Il se dégage des considérations qui précèdent que le ministre a valablement pu ordonner le placement de l’intéressé au Centre de séjour provisoire pour étrangers en situation irrégulière sans que cette conclusion ne soit énervée par l’argumentation du demandeur fondée sur les dispositions de l’article 3 CEDH, étant donné que le litige sous examen a exclusivement pour objet la mesure de placement du 30 mars 2007 et non pas la décision de refoulement sous-jacente qui, le cas échéant, peut faire l’objet d’un recours contentieux distinct.
Il s’ensuit que le recours sous examen est non fondé.
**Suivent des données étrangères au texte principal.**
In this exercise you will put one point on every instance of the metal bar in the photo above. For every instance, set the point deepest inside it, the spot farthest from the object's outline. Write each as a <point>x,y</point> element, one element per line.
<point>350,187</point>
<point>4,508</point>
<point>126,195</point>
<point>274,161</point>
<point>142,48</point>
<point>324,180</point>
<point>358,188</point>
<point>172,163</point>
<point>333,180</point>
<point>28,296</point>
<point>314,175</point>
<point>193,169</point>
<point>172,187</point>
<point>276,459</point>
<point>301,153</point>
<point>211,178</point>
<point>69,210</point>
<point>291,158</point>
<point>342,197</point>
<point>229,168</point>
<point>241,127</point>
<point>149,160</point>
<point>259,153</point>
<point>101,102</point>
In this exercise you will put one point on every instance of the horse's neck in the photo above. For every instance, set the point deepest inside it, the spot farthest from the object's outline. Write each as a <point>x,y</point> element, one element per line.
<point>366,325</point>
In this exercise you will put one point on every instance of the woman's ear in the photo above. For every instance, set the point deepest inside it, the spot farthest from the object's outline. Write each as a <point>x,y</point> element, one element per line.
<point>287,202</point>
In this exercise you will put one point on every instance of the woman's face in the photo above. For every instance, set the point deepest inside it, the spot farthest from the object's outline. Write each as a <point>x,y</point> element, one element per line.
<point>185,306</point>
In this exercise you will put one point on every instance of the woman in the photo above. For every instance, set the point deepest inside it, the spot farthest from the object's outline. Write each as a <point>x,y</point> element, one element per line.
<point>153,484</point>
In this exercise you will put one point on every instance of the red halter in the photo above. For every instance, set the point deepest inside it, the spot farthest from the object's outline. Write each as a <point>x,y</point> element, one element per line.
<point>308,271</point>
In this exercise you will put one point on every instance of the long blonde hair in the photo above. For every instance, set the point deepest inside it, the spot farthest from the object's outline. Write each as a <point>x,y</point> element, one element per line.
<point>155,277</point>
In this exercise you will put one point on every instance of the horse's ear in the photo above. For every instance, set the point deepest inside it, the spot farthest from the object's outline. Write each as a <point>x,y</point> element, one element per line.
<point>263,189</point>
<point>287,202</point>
Par ces motifs, le tribunal administratif, première chambre, statuant à l’égard de toutes les parties ;
reçoit le recours en réformation en la forme ;
au fond dit qu’il est devenu sans objet ;
reçoit le recours subsidiaire en annulation en la forme ;
au fond, le dit non justifié et en déboute ;
condamne le demandeur aux frais.
Ainsi jugé et prononcé à l’audience publique du 3 mai 2007 par :
Mme Lenert, vice-président, Mme Thomé, juge, M. Sünnen, juge en présence de M. Rassel, greffier.